В голове неожиданно возникла странная идея.
Он еще раз взглянул на записи, сверяясь с тем, что помнил и делал сам. Благо, что ориентироваться в тетради было легко — множество наклеенных по разделам бумажек облегчали задачу, да и почерк был читаемый. Его внимание привлекла одна пометка.
Каждый следующий, вступающий на этот путь, обретает силу и свободу только после того, как упокоит слуг предшественника и его самого. И выживет при этом. Иначе — служить ему оголодавшей старухе вечно. Андрей себя любил, этого он не скрывал, так что нож из кармана он вытащил смело. Смысла не верить не было, потому что эта часть записей относилась к личному дневнику, в котором Алевтина описывала свой жизненный путь, особенно самое его начало. Читалось оно достаточно легко, несмотря на устаревший язык и дореформенную орфографию.
События вообще заканчивались примерно на временах Великой Отечественной, словно после этого она не видела смысла в записях. От описаний, правда, немного подташнивало. То, что живописала старуха, не шло ни в какое сравнение с документальными кадрами. Интересно, а соседи знали, что за чудовище живет рядом с ними?
Андрей тяжело вздохнул, в очередной раз полосуя пальцы. Зеркало было огромным, думать о том, как он будет от него избавляться, не хотелось. Да и мимо родителей его еще надо пронести. Благо, что сон у них крепкий — ламбаду над ними танцевать можно, не услышат. Ведьмарь принялся выводить заученные наизусть знаки, только в этот раз немертвые-неживые по ту сторону стекла то активно кивали ему, улыбаясь, глаза их истекали чернильными слезами, то бесновались, оттаскивая тех, кто еще остался в своем уме. Его откровенно вело. В глазах то и дело наступал мрак и только поставленная за этот год рука не давала запороть такую сложную работу.
Копать яму в таком состоянии он не сможет, но вот была у него одна задумка…

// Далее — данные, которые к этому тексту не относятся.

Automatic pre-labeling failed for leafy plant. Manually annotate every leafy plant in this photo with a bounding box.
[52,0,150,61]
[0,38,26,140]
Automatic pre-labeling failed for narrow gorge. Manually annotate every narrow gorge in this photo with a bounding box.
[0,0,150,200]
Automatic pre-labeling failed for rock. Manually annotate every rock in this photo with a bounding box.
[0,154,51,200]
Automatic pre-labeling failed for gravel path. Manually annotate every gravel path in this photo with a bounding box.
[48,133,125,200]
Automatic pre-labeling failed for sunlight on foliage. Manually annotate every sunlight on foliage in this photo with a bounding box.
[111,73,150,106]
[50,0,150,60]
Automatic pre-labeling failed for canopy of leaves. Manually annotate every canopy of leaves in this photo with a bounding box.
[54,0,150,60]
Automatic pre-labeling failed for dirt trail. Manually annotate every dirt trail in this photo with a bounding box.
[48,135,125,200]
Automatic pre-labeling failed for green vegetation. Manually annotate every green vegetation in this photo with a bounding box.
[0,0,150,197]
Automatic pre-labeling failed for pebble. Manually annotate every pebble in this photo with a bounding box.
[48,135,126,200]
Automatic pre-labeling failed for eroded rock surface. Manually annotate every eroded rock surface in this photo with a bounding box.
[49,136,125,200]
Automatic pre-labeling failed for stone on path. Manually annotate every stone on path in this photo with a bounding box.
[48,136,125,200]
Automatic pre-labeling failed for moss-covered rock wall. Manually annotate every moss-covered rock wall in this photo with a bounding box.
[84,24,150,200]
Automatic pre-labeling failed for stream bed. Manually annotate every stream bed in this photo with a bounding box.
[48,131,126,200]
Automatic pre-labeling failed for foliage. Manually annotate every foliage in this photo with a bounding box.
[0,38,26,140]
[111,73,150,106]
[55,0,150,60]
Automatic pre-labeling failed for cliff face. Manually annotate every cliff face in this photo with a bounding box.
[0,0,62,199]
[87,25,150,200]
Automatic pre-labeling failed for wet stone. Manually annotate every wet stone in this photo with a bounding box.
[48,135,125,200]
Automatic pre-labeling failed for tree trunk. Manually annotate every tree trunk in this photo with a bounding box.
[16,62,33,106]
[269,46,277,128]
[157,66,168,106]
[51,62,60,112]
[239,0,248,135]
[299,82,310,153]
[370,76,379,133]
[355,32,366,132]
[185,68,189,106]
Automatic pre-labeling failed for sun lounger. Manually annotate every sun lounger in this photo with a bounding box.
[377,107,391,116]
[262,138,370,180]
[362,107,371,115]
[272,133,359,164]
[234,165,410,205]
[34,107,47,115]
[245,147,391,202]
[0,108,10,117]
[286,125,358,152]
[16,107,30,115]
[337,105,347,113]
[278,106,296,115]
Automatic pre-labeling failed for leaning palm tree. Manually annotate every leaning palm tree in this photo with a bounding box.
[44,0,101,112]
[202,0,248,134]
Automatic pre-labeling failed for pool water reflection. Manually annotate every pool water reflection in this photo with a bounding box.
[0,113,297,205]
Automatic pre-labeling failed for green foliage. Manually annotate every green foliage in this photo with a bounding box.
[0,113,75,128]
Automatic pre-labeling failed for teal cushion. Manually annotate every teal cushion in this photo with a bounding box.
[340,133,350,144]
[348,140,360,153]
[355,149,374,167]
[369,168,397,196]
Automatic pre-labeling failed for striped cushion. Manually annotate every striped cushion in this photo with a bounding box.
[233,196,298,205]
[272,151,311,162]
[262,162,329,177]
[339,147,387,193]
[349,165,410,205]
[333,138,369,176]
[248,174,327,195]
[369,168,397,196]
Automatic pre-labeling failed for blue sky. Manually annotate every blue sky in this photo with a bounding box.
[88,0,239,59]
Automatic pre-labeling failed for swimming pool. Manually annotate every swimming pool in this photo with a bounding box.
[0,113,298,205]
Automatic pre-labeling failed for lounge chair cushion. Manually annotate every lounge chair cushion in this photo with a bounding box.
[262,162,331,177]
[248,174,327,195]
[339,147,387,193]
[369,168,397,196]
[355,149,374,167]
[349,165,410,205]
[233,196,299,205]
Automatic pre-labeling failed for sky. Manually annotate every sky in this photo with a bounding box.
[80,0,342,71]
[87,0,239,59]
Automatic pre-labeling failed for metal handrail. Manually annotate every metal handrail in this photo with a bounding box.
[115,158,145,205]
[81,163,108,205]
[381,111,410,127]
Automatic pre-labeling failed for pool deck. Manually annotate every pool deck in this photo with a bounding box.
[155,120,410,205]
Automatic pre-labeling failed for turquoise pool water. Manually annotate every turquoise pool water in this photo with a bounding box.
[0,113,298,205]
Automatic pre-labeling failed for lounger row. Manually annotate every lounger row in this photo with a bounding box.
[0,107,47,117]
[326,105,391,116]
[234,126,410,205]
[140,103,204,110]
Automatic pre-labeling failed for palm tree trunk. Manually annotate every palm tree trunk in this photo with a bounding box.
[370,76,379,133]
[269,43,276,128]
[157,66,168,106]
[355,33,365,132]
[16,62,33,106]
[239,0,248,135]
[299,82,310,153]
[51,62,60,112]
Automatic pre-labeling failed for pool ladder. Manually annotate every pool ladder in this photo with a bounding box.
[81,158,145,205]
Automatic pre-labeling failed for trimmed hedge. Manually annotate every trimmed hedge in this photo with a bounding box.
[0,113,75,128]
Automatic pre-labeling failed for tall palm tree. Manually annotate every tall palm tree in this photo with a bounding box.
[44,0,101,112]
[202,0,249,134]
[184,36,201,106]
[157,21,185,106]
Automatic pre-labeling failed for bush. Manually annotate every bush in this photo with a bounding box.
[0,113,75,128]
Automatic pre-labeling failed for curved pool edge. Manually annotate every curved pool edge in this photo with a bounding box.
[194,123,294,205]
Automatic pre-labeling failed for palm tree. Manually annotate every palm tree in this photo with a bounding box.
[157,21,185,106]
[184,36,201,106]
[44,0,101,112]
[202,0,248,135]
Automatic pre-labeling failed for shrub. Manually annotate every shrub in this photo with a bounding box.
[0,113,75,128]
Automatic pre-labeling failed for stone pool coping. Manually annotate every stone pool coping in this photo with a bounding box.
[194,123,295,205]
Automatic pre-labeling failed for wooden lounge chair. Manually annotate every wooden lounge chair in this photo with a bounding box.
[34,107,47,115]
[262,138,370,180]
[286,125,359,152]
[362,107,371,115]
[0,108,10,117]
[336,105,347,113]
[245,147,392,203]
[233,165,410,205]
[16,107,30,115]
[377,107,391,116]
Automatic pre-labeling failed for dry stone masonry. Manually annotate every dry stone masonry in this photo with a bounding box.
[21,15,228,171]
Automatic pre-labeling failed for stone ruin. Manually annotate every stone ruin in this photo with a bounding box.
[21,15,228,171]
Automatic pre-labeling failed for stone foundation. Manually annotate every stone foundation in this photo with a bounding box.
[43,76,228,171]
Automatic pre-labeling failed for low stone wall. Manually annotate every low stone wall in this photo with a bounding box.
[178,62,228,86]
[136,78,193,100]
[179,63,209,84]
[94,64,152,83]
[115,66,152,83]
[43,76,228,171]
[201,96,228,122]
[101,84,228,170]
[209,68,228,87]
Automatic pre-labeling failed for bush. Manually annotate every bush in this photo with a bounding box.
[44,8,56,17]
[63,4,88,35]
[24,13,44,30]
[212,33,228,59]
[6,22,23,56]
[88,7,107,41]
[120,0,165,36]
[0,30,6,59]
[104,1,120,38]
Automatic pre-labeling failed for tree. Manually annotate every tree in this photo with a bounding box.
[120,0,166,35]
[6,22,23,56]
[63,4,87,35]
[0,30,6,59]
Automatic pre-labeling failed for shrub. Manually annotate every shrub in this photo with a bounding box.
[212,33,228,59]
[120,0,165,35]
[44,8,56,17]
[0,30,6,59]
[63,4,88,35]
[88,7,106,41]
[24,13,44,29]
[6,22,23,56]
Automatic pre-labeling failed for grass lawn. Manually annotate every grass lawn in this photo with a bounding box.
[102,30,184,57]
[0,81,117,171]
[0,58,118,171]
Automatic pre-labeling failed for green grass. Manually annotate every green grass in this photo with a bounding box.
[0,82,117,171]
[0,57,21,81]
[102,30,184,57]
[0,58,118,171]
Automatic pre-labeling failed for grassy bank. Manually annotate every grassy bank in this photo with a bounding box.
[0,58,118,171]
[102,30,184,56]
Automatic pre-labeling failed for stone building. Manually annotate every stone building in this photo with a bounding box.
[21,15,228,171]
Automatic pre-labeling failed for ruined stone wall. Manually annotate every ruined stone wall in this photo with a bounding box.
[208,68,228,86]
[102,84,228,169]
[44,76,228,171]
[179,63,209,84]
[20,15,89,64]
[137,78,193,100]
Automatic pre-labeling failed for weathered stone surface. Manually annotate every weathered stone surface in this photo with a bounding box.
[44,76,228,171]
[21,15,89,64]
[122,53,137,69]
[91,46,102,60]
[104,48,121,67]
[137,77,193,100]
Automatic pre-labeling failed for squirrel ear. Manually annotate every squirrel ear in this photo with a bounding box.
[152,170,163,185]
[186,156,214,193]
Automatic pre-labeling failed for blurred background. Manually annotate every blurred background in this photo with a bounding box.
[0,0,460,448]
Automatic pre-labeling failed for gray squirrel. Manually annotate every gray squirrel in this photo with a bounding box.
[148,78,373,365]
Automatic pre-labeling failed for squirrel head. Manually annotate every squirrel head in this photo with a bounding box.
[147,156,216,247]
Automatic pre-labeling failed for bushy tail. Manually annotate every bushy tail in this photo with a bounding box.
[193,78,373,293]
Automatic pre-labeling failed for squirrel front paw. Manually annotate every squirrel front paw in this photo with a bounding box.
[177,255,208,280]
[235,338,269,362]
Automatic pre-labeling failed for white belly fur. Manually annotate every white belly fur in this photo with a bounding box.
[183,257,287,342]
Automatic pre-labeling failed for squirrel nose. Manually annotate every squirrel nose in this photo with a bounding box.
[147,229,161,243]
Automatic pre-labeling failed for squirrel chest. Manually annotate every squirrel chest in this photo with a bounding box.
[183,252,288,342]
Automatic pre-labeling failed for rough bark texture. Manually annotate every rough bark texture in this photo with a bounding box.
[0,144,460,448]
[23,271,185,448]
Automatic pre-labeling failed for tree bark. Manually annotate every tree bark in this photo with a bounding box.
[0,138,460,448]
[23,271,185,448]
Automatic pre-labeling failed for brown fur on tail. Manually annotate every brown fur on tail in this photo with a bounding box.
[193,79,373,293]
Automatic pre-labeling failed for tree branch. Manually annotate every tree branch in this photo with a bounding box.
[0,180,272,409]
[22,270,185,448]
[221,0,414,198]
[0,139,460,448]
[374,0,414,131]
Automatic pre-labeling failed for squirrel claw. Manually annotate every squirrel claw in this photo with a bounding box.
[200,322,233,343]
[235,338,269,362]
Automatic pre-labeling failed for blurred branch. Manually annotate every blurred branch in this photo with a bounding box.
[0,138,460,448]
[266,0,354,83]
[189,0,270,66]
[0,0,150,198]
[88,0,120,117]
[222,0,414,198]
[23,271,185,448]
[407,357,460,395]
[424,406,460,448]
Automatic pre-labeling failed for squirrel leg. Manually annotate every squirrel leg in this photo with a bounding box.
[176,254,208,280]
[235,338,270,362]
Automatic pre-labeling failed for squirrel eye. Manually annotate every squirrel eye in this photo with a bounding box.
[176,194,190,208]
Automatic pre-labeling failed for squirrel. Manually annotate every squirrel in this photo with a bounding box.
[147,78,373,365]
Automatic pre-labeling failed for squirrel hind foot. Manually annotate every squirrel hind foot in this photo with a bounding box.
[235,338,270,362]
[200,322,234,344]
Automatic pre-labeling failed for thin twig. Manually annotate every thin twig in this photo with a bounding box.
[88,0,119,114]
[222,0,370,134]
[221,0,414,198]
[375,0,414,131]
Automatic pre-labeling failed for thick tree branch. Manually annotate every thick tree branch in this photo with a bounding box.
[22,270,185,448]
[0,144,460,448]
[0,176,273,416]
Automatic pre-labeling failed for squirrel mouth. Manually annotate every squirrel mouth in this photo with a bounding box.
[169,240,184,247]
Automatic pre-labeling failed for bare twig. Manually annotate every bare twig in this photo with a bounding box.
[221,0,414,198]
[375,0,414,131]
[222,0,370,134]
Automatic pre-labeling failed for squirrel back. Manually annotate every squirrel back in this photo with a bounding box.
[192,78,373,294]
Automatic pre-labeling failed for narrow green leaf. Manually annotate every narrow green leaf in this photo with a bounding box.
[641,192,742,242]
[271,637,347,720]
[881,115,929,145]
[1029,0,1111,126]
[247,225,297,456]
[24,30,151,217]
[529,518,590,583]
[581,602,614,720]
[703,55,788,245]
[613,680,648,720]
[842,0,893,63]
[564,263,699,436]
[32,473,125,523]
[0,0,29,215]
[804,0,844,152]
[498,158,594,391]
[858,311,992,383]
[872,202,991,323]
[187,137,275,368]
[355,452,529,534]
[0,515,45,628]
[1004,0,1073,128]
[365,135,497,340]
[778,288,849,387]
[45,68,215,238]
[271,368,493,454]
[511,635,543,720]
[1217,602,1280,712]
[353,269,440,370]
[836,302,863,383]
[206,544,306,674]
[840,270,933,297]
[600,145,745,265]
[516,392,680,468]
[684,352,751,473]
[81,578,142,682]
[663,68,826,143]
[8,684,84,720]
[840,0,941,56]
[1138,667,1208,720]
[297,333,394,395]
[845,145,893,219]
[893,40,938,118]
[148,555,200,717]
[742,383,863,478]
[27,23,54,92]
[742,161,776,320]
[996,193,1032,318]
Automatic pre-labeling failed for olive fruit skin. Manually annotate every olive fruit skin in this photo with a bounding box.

Обмотав зеркало пыльным покрывалом, Андрей потащил его вниз. За домом они когда-то сделали основу для бассейна, в которой сейчас была сложена огромная куча сухих веток и прочего горючего мусора. План был простой и надежный: спалить все это разом.
Горело мощно, с ревом и визгом, будто филиал ада открылся. По территории сада еще бродили какие-то самостоятельные тени, тянущие к нему руки, но они явно сторонились бешено вздымающегося к небу костра. Андрей опустился на землю, так, чтобы пламя его освещало. Пальцы уже не кровоточили, раны на них всегда быстро закрывались сами, стоило ему закончить работу, но усталость никуда не делась. Ему хотелось просто лечь и отдохнуть. Огонь за закрытыми веками порождал странные картины, одна причудливее другой. В этом сне он стоял посреди старого деревенского храма, из кадила в немощной руке валил густой черный дым удушливо пахнущий сладковато-гнилым. Через мгновение старик-священник, имя которого Андрей так и не удосужился узнать, осыпался прахом, а на его месте оказалась недовольная бабка Алевтина, недобро глядящая на внука.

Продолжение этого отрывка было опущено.